Google Summer of Code/Report 2010
Tokenisation with HFST (aikoniv)
Mentored by: Tommi Pirinen, Francis Tyers, and Kevin Unhammer.
This project aimed to allow morphological transducers usable with the HFST tools to be integrated into Apertium translation pipelines. The work primarily involved creating an "hfst-proc" tool providing transducer lookup functionality mirroring that of Apertium's "lt-proc", but which loads transducers in the formats supported by HFST. The lookup tool tokenises the input text on the fly, looking for longest-match hits, thus allowing for multi-word lookups. It is fully aware of the Apertium stream format and handles it the same way that lt-proc does.
Additional work included further development on HFST tools allowing for conversion between the HFST backend formats, and initial development on a tool for dumping a list of the strings recognised by an HFST transducer.
The scope of the GSoC proposal turned out to be too conservative, as the proposed work was completed around the middle of the program, but much additional related work was accomplished over the rest of the summer.
This project was mentored by Jim O´Regan and Petr Homola and was worked on by Asia.
apertium-pl-cs has advanced a reasonable amount during the project. The transfer lexicon contains around 10,000 items, which are also reflected in the morphological analysers/generators. The pair is almost testvoc clean -- it is missing some dictionary entries, and some rules. Some rules have been worked on, but are in an incomplete state.
The pair used a number of scripts to produce morphological analysers for apertium from existing morphological analysers for Czech and Polish, along with a lot of manual work. Some transfer rules were added for different phenomena between Polish and Czech.
The GSOC week plan was not stuck to, and some parts were not completed. The dictionaries are not consistent, the transfer rules are not sufficiently advanced, and the system is not in a releasable state. No evaluation has been performed. However, sufficient progress has been made in order to gain a pass grade as the amount of work to bring the system to release and evaluate it would be a couple of weeks.
This project was mentored by Francis Tyers and Gema Ramírez Sánchez and was worked on by Sean Healy.
apertium-fr-pt has advanced a reasonable amount during the project. The transfer lexicon contains around 16,000 items, which are also reflected in the morphological analysers/generators. The pair is testvoc clean, but does not yet pass a corpus check due to missing rules -- for example for verbal participles. Some rules have been worked on, but are in an incomplete state.
The pair used apertium-dixtools to produce a transfer lexicon from the apertium-fr-es (French to Spanish) and apertium-es-pt (Portuguese to Spanish) pairs. This transfer lexicon was then reviewed and fixed. The transfer rules from apertium-fr-es pair were copied and the Spanish side "translated" to Portuguese. This gives an adequate basis for further work. Some extra rules were added for common patterns missing between French and Portuguese.
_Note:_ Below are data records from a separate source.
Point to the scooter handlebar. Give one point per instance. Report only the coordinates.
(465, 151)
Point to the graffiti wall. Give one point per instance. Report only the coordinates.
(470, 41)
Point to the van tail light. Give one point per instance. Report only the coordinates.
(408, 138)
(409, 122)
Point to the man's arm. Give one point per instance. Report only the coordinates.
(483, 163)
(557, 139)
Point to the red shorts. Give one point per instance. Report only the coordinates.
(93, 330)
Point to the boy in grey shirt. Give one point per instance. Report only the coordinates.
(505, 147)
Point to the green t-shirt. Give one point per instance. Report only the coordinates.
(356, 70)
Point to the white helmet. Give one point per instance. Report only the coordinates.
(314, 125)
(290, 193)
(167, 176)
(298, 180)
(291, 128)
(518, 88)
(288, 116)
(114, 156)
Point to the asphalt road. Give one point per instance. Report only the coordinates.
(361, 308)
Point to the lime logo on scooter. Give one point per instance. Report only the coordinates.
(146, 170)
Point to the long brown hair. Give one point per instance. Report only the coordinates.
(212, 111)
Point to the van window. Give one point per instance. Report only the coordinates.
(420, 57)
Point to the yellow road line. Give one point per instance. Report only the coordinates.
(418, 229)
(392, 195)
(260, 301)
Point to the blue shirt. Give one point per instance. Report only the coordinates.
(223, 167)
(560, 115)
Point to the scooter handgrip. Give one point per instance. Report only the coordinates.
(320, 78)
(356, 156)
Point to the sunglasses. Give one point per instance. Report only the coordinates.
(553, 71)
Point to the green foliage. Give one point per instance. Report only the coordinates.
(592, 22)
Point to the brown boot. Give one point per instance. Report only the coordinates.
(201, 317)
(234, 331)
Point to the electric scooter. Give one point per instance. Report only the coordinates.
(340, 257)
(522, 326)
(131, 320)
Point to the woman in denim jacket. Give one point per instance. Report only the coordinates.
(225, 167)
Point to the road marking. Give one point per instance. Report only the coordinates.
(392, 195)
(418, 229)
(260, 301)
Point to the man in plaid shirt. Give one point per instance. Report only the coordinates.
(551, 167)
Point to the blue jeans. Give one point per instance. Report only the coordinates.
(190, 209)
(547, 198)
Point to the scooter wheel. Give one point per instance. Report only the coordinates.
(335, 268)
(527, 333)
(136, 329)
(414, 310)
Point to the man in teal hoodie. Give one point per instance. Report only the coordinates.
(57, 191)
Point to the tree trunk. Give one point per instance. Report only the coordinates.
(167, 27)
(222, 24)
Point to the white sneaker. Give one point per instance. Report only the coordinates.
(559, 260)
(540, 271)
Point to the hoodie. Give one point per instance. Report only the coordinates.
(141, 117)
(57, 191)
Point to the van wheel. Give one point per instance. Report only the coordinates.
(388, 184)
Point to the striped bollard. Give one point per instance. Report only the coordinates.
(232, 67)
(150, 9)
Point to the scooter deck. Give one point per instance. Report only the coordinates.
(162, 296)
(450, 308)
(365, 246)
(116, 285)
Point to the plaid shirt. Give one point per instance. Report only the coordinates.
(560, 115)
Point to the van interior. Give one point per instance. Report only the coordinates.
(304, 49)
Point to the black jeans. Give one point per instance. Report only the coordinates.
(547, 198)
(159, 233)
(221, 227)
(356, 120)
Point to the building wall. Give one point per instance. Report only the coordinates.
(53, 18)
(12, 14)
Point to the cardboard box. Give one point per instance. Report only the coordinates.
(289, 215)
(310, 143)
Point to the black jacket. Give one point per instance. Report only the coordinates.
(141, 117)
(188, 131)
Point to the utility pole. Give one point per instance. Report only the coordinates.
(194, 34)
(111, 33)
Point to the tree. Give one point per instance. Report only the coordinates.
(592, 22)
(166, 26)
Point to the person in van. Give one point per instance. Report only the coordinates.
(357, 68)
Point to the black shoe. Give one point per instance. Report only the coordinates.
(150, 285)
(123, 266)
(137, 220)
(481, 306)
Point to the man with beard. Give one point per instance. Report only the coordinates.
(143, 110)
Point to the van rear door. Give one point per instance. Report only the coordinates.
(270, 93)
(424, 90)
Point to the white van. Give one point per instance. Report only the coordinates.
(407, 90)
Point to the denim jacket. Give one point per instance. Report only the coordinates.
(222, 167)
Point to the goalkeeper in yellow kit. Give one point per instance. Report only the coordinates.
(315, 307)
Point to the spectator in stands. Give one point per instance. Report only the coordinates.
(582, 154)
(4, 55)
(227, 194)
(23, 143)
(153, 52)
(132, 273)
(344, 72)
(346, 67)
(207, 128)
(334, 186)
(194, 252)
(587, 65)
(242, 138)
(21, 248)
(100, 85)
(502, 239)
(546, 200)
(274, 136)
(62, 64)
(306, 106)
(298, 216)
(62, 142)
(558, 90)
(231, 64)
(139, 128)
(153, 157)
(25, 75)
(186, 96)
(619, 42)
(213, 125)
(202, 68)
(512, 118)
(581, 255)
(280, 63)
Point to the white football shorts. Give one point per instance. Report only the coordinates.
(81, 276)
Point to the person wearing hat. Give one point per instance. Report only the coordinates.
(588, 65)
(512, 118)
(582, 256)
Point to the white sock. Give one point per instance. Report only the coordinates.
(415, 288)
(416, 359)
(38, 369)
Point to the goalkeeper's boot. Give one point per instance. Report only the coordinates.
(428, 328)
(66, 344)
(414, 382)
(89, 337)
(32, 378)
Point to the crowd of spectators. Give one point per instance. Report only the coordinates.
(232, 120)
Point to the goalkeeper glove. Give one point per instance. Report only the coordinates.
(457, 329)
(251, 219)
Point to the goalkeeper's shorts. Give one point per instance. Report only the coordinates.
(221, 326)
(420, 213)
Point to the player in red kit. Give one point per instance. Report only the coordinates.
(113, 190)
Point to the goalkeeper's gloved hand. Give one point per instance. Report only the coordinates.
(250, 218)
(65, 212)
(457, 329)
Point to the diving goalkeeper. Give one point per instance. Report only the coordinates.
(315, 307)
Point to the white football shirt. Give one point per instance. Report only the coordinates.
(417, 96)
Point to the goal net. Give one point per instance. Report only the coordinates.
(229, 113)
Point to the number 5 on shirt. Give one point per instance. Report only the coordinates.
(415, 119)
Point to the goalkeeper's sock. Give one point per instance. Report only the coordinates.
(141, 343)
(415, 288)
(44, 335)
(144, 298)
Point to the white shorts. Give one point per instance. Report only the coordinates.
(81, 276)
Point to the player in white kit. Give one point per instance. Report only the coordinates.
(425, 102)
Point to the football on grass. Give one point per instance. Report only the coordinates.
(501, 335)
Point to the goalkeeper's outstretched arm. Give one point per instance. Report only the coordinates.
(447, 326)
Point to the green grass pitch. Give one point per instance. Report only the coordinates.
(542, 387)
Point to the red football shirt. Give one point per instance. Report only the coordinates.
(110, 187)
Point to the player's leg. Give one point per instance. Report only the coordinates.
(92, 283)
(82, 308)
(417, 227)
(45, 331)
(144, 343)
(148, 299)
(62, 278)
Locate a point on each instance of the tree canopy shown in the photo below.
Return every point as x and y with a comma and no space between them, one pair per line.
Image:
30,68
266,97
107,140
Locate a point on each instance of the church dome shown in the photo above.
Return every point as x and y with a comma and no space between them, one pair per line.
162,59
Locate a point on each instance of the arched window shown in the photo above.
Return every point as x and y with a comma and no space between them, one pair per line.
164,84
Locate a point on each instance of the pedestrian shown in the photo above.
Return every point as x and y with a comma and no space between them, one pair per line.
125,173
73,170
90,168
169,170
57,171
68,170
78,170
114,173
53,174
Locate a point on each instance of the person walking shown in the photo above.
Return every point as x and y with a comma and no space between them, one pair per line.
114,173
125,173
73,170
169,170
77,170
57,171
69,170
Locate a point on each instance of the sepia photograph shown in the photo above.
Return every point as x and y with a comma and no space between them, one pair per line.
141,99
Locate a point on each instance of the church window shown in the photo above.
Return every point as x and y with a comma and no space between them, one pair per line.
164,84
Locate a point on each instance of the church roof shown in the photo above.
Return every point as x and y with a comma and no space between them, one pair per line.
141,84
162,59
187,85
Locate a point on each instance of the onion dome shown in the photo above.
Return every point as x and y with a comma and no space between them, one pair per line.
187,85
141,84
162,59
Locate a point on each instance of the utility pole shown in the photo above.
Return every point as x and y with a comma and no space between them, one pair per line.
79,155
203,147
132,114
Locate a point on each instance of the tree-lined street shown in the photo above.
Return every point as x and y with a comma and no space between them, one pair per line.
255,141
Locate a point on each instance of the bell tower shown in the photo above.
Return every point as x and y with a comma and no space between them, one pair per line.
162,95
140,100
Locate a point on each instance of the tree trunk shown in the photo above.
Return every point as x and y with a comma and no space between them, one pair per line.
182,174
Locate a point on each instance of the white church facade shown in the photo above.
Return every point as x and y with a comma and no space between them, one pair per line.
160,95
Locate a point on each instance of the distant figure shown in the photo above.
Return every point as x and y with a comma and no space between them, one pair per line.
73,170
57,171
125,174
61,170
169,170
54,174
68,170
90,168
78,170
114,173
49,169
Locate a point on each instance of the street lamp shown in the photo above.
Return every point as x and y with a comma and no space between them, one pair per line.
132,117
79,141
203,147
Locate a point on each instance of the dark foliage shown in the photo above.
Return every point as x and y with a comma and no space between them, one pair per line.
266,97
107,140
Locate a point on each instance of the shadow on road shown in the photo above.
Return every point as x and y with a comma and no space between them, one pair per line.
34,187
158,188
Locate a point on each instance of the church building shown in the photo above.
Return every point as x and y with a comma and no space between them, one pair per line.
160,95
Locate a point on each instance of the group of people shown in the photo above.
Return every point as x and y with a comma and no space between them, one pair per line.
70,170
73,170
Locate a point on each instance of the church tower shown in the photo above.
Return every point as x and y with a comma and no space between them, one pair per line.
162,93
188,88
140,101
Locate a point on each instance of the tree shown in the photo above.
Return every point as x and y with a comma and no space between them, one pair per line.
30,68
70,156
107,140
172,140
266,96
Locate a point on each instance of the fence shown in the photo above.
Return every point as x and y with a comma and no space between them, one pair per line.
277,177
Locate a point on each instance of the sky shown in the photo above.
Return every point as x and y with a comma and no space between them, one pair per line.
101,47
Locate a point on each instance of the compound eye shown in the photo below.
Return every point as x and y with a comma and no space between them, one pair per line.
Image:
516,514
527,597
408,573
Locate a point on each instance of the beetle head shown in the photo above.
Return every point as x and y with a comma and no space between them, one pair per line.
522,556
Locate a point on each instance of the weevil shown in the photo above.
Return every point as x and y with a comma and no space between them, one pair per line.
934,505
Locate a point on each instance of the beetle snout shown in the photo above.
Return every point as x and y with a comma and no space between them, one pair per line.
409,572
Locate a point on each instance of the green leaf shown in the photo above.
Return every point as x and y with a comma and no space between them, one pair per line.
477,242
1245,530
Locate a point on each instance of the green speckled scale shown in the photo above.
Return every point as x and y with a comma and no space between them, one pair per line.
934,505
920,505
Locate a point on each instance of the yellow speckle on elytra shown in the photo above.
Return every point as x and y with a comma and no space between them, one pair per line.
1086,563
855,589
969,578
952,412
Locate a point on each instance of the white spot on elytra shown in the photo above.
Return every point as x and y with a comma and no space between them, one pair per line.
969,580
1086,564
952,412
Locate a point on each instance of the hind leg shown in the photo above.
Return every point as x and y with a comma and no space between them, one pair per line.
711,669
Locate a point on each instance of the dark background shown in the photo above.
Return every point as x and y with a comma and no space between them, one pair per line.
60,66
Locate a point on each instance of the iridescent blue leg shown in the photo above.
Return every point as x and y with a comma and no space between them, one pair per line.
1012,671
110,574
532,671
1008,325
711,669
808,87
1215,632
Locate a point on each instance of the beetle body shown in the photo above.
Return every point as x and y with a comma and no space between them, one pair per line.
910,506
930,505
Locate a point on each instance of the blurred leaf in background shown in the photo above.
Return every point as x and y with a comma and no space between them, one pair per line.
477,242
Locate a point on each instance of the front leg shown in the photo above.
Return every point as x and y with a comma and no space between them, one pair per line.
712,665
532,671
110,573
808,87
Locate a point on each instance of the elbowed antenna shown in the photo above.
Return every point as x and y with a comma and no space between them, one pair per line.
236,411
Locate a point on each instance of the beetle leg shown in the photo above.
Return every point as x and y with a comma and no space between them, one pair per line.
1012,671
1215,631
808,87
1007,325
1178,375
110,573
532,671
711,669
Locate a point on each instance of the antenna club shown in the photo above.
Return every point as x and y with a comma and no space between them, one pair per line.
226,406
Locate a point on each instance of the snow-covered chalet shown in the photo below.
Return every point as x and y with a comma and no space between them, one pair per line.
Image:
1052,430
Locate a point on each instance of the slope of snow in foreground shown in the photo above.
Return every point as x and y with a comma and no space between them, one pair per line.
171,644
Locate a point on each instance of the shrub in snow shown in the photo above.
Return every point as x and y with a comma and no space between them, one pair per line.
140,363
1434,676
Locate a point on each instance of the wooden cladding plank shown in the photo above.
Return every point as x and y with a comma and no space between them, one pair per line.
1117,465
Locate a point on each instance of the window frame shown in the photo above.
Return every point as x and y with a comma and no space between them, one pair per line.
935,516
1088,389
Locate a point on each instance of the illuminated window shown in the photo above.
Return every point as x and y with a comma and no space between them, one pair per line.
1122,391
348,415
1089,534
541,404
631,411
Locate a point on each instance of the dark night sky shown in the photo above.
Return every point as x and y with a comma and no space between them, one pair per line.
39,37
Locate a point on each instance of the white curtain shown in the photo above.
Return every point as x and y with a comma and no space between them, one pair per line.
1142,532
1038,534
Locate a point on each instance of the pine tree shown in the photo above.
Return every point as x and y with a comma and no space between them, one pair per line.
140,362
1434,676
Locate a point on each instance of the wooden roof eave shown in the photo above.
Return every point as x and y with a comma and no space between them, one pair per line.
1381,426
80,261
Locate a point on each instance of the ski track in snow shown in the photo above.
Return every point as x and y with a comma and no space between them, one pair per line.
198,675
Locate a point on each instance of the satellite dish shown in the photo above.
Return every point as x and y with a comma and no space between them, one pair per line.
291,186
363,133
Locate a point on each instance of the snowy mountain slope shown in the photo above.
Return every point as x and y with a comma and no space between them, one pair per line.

The GSOC week plan was not stuck to, and some parts were not completed. The transfer rules are not sufficiently advanced, and the system is not in a releasable state. No evaluation has been performed. However, sufficient progress has been made in order to gain a pass grade as the amount of work to bring the system to release and evaluate it would be under a week.
This project was mentored by Francis Tyers and was worked on by Tihomir Rangelov.
Before the project began, some work had been done on all three dictionaries, but much of it had to be revised, especially the existing verb paradigms for Bulgarian. Much of the work on the bilingual dictionary was done by hand, except for some proper names and some nouns, which were generated semi-automatically. The monolingual dictionaries also required a lot of manual work, although more entries could be generated automatically for them. The parallel Bulgarian-Macedonian SETimes corpus was used extensively for frequency lists and for lookups for common translations or automatic generation of entries.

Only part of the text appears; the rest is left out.